Rindu
Finally, Rindu has
done. Why did you make me hibernation so long? Huft. . .
Aku menamatkan
Rindu sekira enam bulan. 248 halaman kucicil hari demi hari. Kadang selingkuh
dulu dengan blogwalking kesana kemari. Alur Rindu yang bergerak sangat
lambat membuatku skimming. Pengenalan tokoh, latar bahkan keseharian dan
percakapan semua tokoh-tokohnya ditulis sebegitu detail. Aku jadi ingat Annisa
yang jika ditanya bagaimana kakinya bisa luka, Nisa akan menjelaskannya mulai
dari bangun tidur, mandi, berangkat sekolah, belajar, jam istirahat, bermain
dengan teman lalu terjatuh. Lengkap dengan percakapan dengan mama, guru dan
teman-teman yang terlibat dengan kesehariannya di hari itu.
Rindu bukanlah
novel yang tebal. Hanya 544 halaman. Bisa saja habis dua sampai tiga hari jika
istiqamah. Atau seminggulah, jika istiqamahnya belum terlalu kebal. Kalau sudah
hitungan bulan apa tuh namanya? Begitulah, terkadang kita terlambat menyadari
sebuah penantian dan perjuangan itu akan berakhir istimewa jika kita bersabar
melewatinya. Halaman 249 hingga tamat, aku lahap dalam satu setengah hari.
Pergerakan Rindu sudah mulai kurasakan debarnya. Alurnya semakin cepat, kian
menyesak dan semakin membuat penasaran.
Rindu mengambil
setting tahun 1938, ketika Indonesia masih dijajah Belanda. Ada lima kisah
mengharukan yang dibungkus menjadi satu. Diangkut Kapal Blitar Holand, kapal
uap kargo terbesar di zaman itu. Kapal ini membawamu dan ribuan orang lainnya
dari pelabuhan Makassar, Surabaya, Padang, Banda Aceh, Kolombo hingga sampai ke
tanah suci berbulan-bulan. Di kapal itu kamu akan berkenalan dengan Gurutta,
Daeng Andipati, Mbah Putri dan Mbah Kakung, Bonda Upe dan Enlai, Ambo Uleng
serta Anna, Elsa, Ruben, Kapten Phillips, Chef Lars dan tokoh-tokoh lainnya.
Seperti judulnya,
kamu akan merasakan perjalanan panjang kerinduan yang membuatmu menyadari untuk
siapa sejatinya rasa rindu itu kamu haturkan. Makna cinta sejati bagi kamu yang
kehilangan kekasih hati. Bagaimana memeluk erat rasa benci untuk menemukan
kembali binar cahaya di hatimu. Berdamai dengan masa lalu untuk bisa menatap
masa depan dengan mantap.

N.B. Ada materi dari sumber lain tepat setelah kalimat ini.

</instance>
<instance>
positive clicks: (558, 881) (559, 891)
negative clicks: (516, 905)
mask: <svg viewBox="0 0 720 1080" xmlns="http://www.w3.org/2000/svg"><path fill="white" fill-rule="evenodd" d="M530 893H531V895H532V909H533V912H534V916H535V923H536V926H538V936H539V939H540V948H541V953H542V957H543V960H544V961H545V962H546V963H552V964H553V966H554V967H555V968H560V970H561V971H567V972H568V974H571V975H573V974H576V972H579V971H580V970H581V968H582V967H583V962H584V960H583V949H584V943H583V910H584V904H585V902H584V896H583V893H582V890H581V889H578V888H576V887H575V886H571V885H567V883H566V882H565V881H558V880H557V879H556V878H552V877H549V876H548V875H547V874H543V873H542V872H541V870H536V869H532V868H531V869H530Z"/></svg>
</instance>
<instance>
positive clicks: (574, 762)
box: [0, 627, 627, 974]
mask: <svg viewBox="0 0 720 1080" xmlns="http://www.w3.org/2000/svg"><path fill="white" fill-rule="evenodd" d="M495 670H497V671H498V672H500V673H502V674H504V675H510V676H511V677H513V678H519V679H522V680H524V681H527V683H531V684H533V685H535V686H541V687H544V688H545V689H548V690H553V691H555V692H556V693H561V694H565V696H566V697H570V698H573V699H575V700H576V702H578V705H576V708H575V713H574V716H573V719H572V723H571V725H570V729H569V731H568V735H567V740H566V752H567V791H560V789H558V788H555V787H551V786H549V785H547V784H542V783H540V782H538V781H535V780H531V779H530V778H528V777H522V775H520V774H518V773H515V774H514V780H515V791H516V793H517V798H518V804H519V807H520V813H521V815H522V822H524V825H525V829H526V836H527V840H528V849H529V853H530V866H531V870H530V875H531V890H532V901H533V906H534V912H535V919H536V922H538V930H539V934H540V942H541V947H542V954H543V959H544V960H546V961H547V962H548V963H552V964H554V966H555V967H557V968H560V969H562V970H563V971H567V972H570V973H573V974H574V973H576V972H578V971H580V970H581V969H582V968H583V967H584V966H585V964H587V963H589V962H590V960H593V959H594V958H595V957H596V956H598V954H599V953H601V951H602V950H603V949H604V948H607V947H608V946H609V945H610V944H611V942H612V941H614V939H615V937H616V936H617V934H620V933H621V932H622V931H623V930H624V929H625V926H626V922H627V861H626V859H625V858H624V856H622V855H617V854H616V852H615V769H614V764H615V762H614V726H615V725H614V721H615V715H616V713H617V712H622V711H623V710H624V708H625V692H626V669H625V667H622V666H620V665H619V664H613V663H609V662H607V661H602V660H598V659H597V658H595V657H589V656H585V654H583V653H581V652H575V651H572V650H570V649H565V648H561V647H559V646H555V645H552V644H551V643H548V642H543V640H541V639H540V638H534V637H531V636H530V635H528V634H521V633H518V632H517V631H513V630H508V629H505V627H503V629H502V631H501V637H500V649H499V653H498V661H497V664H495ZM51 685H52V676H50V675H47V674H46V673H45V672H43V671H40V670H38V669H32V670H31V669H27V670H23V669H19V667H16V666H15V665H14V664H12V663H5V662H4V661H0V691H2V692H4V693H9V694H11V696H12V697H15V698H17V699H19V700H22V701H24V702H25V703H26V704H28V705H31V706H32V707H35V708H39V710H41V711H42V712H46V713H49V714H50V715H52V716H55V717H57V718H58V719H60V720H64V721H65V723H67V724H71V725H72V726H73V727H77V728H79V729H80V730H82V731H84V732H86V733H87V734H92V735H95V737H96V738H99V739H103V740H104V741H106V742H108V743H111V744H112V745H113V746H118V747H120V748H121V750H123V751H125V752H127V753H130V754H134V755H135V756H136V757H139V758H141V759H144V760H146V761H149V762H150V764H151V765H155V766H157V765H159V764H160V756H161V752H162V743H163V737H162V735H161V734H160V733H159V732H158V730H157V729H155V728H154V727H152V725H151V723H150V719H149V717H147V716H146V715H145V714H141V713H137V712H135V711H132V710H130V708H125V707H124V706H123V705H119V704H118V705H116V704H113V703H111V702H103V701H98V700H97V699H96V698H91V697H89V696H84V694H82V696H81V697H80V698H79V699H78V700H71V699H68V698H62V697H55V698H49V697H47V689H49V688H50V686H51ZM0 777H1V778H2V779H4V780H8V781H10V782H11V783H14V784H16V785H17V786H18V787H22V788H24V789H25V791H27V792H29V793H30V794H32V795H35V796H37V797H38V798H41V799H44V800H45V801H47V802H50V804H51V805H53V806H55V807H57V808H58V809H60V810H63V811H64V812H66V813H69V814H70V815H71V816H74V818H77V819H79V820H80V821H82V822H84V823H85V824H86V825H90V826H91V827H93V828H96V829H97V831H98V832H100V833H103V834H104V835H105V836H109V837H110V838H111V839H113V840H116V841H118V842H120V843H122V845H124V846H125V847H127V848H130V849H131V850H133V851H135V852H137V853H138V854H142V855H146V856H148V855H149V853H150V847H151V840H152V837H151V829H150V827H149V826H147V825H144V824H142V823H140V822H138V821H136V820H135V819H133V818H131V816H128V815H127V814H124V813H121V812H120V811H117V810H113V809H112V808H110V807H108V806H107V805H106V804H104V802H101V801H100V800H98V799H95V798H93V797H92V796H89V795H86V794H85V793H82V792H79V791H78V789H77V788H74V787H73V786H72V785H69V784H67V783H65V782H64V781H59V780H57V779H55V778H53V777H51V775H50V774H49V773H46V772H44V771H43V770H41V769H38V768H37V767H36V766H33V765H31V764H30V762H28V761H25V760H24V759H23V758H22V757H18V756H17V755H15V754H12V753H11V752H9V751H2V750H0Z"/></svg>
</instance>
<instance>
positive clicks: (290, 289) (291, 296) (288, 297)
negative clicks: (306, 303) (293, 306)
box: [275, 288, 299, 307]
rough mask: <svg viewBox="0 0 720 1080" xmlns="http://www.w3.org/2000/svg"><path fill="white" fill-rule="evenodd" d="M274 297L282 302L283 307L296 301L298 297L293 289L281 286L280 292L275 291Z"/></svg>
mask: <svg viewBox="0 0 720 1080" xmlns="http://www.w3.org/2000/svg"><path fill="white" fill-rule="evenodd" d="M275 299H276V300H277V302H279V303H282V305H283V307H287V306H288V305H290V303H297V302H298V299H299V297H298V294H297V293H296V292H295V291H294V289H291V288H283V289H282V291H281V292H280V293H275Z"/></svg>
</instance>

Dan bagaimana mengalahkan dirimu sendiri yang begitu
goyah untuk menerima dirimu seutuhnya.
Setiap penulis
memiliki caranya sendiri untuk menyampaikan gagasan-gagasannya. Diterima atau
tidak, penulis sudah menyerahkan karyanya kepada pembaca. Dan setiap pembaca
memiliki pilihannya masing-masing. Walau sedikit menyesal membiarkannya tidur
berbulan-bulan, aku suka dengan semua kisah dan ending Rindu ini. Bagiku buku
yang baik adalah buku yang membuatmu berhenti di beberapa bagian lalu terhenyak.
Harusnya aku begini. Cara ini jauh lebih baik.
Bagi yang sedang
jatuh cinta, kamu akan menantikan kisah Ambo Uleng. Walau lari sejauh mungkin,
tetap saja bagaimana kisah itu berakhir ditentukan oleh Penulis kisah cintanya.
Apa perlunya kamu meniru-niru kisah cinta novel dan drama-drama. Kamu pasti
tahu penulis mana yang jauh lebih hebat.
“Kita boleh jadi
benci atas kehidupan ini. Boleh kecewa, boleh marah. Tapi ingatlah, tidak
pernah ada pelaut yang merusak kapalnya sendiri . Jangan rusak kapal kehidupan
milikmu hingga dia tiba di dermaga terakhirnya.” Rindu halaman 284. Ini
adalah bagian yang paling aku suka.
Jika kamu membaca
Rindu, dan kamu juga bukan pembaca ulung sepertiku tahanlah sebentar di
halaman-halaman pertama. Bersabarlah sedikit lagi. Sedikit lagi. Walau
bagaimana pun hikmah selalu muncul belakangan bukan?